How to write reflectively
Writing is a great way to help us reflect on new information or skills in a deeper way in that can enhance understanding. In an age of constant stimulation and distraction, it’s all too easy to forget what we’ve learned if we skimp on reflection. Whether you are a good writer or not, no matter what field you are working in – creative or technical, athletic or educational, and so on – getting in to a habit of writing reflectively will help you understand what you’re learning at a deeper level. Put simply, if you want to understand more about yourself and your practice, start writing reflectively.
Pen and paper vs laptop or tablet
My short answer is hand, my long answer is both. Let me explain.
Handwriting takes longer, which is a good thing. Reflective writing by hand gives you more thinking time, a valuable asset in a world of hectic distraction. It’s also easier to delete your writing or correct it grammatically when you are using technology, tempting you to write what you think you should write rather than what you want to write. Reflective writing should not be perfect writing, it simply needs to be manageable. Even 15 minutes of reflective writing weekly can have a great impact on your creative practice or artform and deepen your knowledge of a particular subject. But be practical; if you are in a lecture or watching a YouTube video and need to take notes in a hurry, or you’re at the coffee shop and start spontaneously reflecting, then by all means use a laptop. But be sure to dedicate a set period of time to deeper reflective writing by hand each week. If you can, slot in your reflective writing after you’ve learned something new or following a creative session. Often significant things we have thought about we forget when life takes over.
What is reflective writing?
Let me wrap this one up inspired by The Reflective Practice Guide (Bassot, 2015) with some key phrases for you to jot down:
· Reflective writing is always written in the first person it’s more personal and demands a high level of self-awareness, which reflective writing allows us to develop;
· Reflective writing is critical – it asks you to offer a critique and evaluate your work. It is not descriptive, rather it asks you to write down what happened and critique the process;
· Reflective writing is analytical – think of a SWOT analysis where you are required to assess your strengths and weaknesses, whilst also considering your thoughts, engaging with your emotions and challenging what you think you know;
· Reflective writing should be honest and spontaneous – write whatever comes to mind and let the writing flow freely;
How to structure your reflective writing?

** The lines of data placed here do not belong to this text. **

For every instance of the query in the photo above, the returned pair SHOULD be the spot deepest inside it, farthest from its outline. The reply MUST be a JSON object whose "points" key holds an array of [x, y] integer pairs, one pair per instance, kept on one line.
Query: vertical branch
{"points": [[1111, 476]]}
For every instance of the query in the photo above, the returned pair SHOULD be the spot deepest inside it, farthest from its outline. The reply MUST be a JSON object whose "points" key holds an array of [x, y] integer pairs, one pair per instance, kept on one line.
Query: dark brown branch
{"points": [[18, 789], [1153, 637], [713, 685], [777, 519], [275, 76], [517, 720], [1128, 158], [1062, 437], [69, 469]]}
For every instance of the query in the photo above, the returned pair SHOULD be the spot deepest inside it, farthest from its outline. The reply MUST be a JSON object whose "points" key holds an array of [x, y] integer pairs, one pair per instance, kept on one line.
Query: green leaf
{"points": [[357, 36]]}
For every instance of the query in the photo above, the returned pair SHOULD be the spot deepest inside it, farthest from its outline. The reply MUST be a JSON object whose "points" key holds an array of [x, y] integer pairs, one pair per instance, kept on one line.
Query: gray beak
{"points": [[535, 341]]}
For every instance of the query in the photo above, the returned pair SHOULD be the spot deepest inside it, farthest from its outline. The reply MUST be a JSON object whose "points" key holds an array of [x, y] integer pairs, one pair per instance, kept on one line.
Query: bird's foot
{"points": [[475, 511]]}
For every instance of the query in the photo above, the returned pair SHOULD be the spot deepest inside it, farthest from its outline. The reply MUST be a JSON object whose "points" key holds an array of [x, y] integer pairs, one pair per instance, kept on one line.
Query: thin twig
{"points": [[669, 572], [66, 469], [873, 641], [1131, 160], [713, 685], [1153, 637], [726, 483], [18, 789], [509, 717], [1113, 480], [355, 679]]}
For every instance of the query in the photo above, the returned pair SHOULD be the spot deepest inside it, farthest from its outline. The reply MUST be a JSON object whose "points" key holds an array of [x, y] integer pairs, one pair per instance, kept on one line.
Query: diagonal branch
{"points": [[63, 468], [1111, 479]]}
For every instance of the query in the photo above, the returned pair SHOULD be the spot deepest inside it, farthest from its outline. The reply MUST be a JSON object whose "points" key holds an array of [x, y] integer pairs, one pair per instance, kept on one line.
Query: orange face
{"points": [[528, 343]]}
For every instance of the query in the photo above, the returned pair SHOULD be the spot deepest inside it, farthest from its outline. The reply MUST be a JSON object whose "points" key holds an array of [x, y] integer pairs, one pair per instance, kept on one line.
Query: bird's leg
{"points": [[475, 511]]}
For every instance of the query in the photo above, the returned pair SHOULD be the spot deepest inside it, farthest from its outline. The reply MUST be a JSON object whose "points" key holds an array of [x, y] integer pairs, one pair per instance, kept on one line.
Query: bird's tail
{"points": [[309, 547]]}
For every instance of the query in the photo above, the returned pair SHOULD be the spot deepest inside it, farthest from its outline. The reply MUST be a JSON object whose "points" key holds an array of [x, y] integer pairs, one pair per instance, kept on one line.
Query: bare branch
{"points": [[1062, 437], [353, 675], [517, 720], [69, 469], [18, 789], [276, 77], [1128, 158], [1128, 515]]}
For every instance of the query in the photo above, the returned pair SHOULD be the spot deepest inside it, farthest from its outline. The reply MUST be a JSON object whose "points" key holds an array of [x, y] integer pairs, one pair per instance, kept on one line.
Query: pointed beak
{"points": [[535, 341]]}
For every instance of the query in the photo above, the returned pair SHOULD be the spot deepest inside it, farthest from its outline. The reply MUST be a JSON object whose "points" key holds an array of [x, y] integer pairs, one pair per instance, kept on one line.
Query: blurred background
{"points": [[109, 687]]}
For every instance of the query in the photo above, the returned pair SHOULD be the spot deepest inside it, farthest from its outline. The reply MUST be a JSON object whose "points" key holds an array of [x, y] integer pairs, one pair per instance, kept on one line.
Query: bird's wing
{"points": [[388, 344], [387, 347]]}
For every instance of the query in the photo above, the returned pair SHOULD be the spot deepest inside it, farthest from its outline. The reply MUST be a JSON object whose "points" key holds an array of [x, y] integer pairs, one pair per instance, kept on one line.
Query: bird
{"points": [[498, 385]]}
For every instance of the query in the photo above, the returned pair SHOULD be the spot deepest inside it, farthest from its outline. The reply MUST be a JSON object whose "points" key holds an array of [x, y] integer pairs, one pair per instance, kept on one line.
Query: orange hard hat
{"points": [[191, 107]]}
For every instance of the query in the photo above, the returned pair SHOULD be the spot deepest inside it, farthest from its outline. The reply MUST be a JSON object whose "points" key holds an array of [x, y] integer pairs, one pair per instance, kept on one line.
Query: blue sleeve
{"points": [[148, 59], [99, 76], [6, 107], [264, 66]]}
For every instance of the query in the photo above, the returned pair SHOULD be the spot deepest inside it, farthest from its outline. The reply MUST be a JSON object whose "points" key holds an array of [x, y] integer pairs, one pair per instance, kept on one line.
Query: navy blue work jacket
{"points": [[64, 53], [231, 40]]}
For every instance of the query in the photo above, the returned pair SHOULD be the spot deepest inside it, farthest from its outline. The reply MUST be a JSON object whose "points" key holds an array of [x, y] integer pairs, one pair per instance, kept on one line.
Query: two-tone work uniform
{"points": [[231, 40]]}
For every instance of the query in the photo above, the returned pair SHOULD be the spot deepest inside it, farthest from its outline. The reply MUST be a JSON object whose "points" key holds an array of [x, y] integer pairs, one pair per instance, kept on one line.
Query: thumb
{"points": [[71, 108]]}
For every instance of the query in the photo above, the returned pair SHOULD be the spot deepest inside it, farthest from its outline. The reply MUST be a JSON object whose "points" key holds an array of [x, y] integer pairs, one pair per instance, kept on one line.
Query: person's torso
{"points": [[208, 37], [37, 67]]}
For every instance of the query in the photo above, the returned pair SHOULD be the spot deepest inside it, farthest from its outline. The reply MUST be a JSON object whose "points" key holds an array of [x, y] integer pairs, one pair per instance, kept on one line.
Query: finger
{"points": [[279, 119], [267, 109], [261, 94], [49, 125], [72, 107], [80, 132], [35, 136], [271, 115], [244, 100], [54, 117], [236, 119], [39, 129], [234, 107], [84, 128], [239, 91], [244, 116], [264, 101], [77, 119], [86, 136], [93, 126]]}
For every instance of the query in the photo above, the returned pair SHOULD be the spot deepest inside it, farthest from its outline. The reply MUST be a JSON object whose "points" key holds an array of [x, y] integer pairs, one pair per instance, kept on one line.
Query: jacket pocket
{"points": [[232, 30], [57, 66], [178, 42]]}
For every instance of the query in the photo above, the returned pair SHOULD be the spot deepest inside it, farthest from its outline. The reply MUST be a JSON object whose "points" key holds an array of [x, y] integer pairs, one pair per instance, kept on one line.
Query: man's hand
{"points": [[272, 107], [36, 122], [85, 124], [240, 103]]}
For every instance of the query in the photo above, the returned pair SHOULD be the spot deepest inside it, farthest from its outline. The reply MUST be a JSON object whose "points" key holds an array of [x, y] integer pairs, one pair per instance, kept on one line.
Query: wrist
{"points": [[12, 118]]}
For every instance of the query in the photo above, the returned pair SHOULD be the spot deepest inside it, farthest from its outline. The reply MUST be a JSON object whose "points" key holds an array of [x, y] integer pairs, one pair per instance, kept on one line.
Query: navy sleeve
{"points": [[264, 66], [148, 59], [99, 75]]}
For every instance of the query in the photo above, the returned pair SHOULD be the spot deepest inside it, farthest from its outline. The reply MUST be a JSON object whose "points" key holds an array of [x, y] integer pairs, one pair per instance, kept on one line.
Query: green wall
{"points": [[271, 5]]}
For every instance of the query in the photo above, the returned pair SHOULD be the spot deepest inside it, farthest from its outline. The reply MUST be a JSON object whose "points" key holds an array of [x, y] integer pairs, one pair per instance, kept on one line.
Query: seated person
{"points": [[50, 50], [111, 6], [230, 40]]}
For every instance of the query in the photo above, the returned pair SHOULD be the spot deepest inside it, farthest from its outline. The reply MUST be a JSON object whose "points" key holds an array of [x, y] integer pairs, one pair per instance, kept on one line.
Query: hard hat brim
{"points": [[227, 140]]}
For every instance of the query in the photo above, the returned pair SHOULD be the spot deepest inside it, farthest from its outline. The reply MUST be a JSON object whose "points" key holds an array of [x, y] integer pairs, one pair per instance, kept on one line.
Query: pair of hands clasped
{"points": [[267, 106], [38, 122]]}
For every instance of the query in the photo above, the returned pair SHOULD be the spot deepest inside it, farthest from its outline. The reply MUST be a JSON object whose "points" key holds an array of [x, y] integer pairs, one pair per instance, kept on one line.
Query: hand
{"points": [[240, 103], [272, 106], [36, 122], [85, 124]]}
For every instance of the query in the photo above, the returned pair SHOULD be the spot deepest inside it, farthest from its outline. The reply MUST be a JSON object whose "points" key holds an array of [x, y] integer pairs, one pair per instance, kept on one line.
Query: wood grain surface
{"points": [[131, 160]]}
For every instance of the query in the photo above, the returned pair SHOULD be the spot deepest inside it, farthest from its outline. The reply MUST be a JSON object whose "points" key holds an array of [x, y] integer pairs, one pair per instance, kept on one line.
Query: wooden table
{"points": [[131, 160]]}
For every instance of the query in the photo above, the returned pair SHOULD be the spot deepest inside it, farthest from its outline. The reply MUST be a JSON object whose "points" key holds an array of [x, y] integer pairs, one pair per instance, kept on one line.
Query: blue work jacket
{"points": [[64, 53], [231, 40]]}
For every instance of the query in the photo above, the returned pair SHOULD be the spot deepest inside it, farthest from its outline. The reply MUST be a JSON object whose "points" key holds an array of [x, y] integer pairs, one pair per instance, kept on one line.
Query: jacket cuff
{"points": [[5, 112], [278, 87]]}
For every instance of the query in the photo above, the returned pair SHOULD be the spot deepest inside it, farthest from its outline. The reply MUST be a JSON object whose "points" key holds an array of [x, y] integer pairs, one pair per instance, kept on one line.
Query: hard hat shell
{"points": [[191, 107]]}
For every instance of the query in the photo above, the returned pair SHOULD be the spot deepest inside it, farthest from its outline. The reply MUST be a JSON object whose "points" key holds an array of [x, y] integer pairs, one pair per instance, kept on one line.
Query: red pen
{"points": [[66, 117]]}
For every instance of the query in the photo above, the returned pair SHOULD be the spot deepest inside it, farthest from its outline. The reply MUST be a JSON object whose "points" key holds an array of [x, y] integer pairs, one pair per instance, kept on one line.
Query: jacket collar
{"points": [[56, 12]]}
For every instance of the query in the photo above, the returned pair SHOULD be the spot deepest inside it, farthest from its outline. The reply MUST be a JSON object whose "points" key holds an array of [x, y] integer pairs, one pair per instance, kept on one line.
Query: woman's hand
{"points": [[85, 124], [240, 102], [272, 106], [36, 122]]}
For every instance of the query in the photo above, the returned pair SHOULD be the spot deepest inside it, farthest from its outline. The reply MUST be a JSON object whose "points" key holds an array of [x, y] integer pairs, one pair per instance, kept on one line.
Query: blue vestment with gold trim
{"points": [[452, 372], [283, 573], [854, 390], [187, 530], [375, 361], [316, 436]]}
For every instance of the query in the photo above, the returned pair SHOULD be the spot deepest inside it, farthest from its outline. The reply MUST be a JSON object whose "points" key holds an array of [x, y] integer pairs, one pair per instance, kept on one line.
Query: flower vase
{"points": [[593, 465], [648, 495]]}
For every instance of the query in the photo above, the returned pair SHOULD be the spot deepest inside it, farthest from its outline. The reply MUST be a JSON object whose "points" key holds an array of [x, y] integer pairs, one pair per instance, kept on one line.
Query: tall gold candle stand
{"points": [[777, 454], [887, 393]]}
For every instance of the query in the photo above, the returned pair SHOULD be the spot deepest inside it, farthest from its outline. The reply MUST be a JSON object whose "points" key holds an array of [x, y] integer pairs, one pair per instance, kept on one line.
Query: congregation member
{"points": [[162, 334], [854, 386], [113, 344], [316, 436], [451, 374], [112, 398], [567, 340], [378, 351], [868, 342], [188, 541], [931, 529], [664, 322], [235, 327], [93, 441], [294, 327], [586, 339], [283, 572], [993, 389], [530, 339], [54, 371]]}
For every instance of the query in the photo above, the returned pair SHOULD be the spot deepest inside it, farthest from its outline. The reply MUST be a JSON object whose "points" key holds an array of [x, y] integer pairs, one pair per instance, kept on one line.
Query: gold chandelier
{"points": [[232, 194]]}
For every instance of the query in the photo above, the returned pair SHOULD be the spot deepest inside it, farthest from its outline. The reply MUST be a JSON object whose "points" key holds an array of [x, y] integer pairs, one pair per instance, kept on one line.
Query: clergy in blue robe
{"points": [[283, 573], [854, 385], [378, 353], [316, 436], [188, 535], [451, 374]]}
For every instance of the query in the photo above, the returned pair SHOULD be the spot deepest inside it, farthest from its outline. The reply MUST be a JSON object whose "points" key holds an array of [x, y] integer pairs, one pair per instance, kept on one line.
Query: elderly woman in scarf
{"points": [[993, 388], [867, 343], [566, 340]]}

Knott and Scragg (2013) offer a great structure for us to replicate, which requires a lined journal for your reflective writing – remember we are doing this by hand.
Stage 1 – Reflecting
Focus on an issue or concern that you have in relation to your practice and development. Write freely to capture your thoughts and emotions.
Stage 2 – Analyze
Prompting yourself with the following questions will help you through this more difficult stage of reflective writing:
· What is happening?
· What assumptions am I making?
· What does all of this show about my underlying beliefs
· Are there alternative ways of looking at this, if so, what are they?
Stage 3 – Action
Now it’s time to take action. Again, here some questions can help get you moving:
· What action could I take?
· How can I learn from this experience?
· How might I respond if this situation occurred again?
· What can I learn from this experience regarding my beliefs about myself?
Now it’s time to get reflective! Pull out your notebook and pen and use this structure to reflect on something that has happened this week.